Guests, pre-insanity (Ken Howard/Metropolitan Opera)
Thomas Adès’s The Exterminating Angel, an opera based on a 1962 film directed by Luis Buñuel, is absurd. Aristocrats return to their mansion after an opera outing. They soon discover that they cannot leave the dining room. Naturally, they become crazy and turn on each other. It is the idle domesticity of Clue mixed with Lord of the Flies savagery.
I was initially concerned that Adès’s music glorified these lifeless subjects. How could he write high-strung heroisms for such ennui? Juxtaposed elements, though, frame the opera’s macabre. Lovers fondle each other naked. Luscious harmonies hug crazed language: “Birds of our coupled mouths, while death enters through our feet.” This is not a prototypical tragedy; we’re not meant to feel for the plutocrats. But the music points toward sympathy. Disparate moods compete in this creation of unreality.
Adès etches continuous, pulsating phrases in the love scene (See “O Albion,” from Arcadiana, for an example of this style). The music pictures a spaceship creeping through a mysterious fog. Cohesive linearity is rare in New Music aesthetics, which often favor disjunction and fragmentation.
The work clearly targets the aristocracy. After the richies go crazy, the mulling mob asks: “Are they all dead?’ Answer: “This is to be hoped.”
Could the affluent figures stand as representations of the one percent in tonight’s seats? Wealth inequality unabashedly lurks in the Met’s walls. Price of my ticket has $115 base rate, plus $7.50 service fee, and then a $2.50 facility fee (thank god for press tickets.). This is a hierarchized concert life. One price does not fit all.
The bottom-dwellers – those on the lower levels – finance opera. At intermission they chow down on über-expensive meals on the second tier, gazing out on Lincoln Center’s plaza, served by dressed-up waiters.
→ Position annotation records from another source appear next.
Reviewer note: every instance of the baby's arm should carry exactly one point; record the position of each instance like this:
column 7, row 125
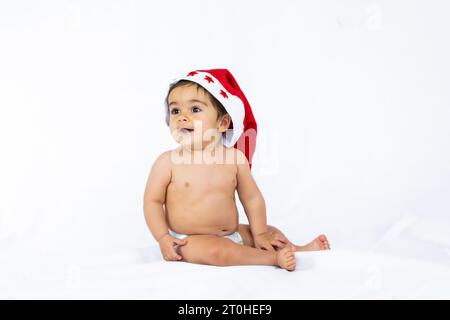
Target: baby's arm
column 253, row 203
column 154, row 198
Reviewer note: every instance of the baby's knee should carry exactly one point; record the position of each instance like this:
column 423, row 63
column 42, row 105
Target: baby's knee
column 218, row 253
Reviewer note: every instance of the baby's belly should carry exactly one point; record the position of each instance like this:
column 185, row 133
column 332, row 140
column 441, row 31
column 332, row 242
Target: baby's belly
column 211, row 216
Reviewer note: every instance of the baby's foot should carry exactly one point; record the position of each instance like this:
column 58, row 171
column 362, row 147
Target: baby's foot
column 319, row 243
column 285, row 258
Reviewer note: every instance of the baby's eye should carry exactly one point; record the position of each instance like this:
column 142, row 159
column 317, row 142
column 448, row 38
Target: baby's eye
column 196, row 109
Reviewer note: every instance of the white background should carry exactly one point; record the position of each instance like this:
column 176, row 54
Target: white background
column 351, row 98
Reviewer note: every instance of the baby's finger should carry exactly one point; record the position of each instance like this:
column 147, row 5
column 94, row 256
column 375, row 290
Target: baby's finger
column 278, row 244
column 281, row 238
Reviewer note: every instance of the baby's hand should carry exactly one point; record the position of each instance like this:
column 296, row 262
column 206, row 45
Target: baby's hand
column 167, row 246
column 269, row 241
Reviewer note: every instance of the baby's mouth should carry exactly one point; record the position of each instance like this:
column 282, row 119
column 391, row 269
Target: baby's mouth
column 186, row 130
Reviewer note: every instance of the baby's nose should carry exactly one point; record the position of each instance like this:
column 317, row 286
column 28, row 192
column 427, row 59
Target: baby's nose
column 183, row 118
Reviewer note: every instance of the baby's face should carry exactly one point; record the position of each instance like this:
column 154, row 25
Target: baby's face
column 192, row 117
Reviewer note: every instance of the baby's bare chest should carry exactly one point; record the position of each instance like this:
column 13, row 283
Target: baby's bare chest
column 205, row 179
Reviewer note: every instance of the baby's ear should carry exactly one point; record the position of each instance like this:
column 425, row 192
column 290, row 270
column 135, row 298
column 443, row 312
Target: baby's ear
column 224, row 123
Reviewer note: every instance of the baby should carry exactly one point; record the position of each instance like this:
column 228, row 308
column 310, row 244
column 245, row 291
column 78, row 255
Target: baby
column 189, row 200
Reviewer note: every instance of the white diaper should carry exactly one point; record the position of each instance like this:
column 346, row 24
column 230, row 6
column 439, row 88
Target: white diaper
column 235, row 237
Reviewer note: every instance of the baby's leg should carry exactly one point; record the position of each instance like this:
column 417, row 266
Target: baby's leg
column 218, row 251
column 319, row 243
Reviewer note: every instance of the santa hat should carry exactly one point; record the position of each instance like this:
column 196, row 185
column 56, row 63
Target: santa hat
column 222, row 85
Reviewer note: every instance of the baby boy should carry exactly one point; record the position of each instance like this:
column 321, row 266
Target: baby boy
column 189, row 200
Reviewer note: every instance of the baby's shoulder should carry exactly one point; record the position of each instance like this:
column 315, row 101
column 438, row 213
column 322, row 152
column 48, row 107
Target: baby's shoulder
column 164, row 159
column 238, row 156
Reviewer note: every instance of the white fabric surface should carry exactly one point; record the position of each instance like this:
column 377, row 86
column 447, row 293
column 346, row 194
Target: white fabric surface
column 398, row 265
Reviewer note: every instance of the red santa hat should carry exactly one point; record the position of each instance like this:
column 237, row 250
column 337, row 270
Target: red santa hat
column 222, row 85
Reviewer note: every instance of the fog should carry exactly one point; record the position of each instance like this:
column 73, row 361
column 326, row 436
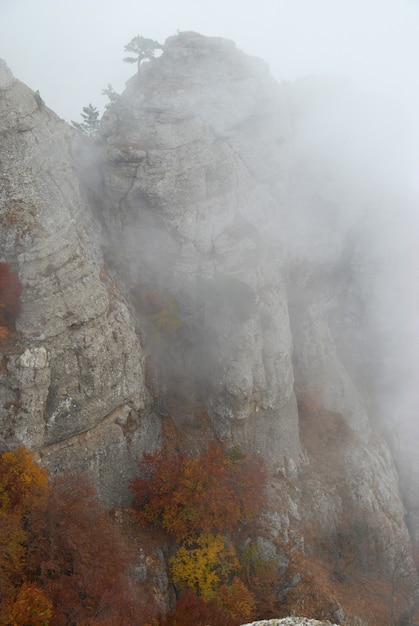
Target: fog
column 71, row 51
column 365, row 133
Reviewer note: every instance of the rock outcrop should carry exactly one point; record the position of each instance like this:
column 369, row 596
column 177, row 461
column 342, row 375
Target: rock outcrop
column 204, row 252
column 73, row 388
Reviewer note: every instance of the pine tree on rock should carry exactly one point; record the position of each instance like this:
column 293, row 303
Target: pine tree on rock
column 142, row 48
column 90, row 124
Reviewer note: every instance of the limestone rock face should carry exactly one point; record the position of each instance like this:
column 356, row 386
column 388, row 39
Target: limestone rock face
column 78, row 369
column 203, row 252
column 187, row 199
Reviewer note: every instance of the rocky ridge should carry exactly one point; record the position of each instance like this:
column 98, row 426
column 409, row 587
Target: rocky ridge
column 203, row 197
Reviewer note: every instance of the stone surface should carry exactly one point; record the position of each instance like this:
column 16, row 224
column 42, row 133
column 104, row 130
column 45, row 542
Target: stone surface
column 80, row 360
column 204, row 191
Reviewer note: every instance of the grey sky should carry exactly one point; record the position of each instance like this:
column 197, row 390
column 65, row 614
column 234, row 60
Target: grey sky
column 70, row 51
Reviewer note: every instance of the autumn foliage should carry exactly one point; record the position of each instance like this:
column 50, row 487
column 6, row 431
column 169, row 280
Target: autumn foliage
column 203, row 502
column 192, row 495
column 62, row 561
column 10, row 291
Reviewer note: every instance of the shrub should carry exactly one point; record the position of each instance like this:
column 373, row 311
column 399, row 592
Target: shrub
column 190, row 496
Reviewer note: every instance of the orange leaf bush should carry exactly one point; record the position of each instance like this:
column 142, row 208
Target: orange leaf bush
column 190, row 496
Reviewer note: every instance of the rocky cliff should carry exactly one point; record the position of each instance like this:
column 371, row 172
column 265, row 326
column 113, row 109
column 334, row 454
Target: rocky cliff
column 206, row 261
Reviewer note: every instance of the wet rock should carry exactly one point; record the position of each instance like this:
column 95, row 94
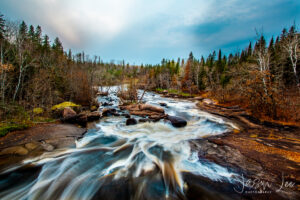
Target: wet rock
column 31, row 146
column 145, row 110
column 68, row 112
column 151, row 108
column 108, row 112
column 80, row 119
column 47, row 147
column 102, row 93
column 131, row 121
column 145, row 120
column 16, row 150
column 125, row 115
column 92, row 116
column 198, row 98
column 107, row 104
column 163, row 104
column 177, row 121
column 94, row 108
column 208, row 101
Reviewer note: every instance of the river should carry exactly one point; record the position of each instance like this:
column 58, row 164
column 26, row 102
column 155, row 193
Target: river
column 115, row 161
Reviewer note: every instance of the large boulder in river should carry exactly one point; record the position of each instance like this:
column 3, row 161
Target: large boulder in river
column 151, row 108
column 68, row 112
column 177, row 121
column 109, row 112
column 145, row 110
column 131, row 121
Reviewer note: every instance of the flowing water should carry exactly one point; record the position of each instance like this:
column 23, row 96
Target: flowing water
column 115, row 161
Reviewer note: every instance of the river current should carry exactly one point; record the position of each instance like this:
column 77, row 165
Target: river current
column 114, row 161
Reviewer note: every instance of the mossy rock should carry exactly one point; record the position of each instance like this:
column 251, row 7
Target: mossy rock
column 38, row 111
column 58, row 109
column 6, row 128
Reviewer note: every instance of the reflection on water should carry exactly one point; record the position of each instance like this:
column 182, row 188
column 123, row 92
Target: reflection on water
column 115, row 161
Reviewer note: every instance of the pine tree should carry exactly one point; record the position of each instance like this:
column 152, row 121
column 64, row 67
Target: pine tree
column 2, row 27
column 23, row 30
column 57, row 46
column 38, row 34
column 46, row 44
column 31, row 32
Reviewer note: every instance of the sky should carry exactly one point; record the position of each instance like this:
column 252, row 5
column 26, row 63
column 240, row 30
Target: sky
column 146, row 31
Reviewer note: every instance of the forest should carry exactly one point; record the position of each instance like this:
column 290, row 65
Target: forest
column 36, row 74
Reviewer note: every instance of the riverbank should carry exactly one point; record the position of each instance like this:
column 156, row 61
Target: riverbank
column 256, row 150
column 18, row 145
column 264, row 152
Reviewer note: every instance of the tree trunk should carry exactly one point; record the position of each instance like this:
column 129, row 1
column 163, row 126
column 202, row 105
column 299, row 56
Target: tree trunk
column 19, row 83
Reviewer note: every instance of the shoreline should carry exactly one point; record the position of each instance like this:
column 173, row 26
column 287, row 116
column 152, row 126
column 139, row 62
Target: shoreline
column 251, row 151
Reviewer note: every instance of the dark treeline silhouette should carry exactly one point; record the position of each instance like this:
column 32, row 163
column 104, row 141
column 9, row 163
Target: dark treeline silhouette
column 263, row 77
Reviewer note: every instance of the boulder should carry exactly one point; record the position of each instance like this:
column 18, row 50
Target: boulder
column 94, row 108
column 151, row 108
column 131, row 121
column 68, row 112
column 106, row 104
column 177, row 121
column 125, row 115
column 16, row 150
column 208, row 101
column 145, row 110
column 108, row 112
column 92, row 116
column 145, row 120
column 163, row 104
column 80, row 119
column 102, row 93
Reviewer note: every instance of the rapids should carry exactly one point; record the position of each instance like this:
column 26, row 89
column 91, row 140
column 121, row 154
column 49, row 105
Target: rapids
column 115, row 161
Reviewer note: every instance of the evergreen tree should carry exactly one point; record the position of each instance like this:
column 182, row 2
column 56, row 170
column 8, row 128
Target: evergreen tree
column 38, row 34
column 2, row 27
column 57, row 46
column 31, row 33
column 46, row 44
column 23, row 29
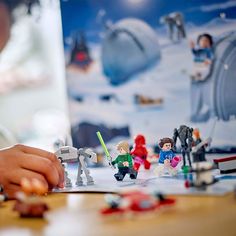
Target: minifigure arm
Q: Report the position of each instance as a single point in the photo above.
(190, 139)
(115, 161)
(130, 161)
(175, 136)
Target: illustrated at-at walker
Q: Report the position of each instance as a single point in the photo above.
(68, 154)
(220, 81)
(175, 23)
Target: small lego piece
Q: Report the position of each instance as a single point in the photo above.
(28, 203)
(184, 133)
(135, 202)
(139, 153)
(199, 175)
(167, 159)
(124, 162)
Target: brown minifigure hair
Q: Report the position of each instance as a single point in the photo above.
(166, 140)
It’s possible to witness the residual effects of aristocratic ass-kissing. Met employees grunt, curse, hold curt, stony expressions. At the ticket window, my ticket was flung at me with disgust. Misery swirls among workers. Yet, galas “celebrate” the one percent’s contributions. The Met wants to wrestle money from their coffers to supplement their seemingly-perpetually sinking finances.
Adès confronts the art form, crusting with opulence, and the Met, which stages stagnant, thoughtless “tradition” for commercial indulgence – here you will not find feminist productions of troublesome “classics.” Through financial support, donors implicate themselves in the opera’s demands: Adès skewers those who bankroll him. I wonder if ticket refunds will soon be in premium demand.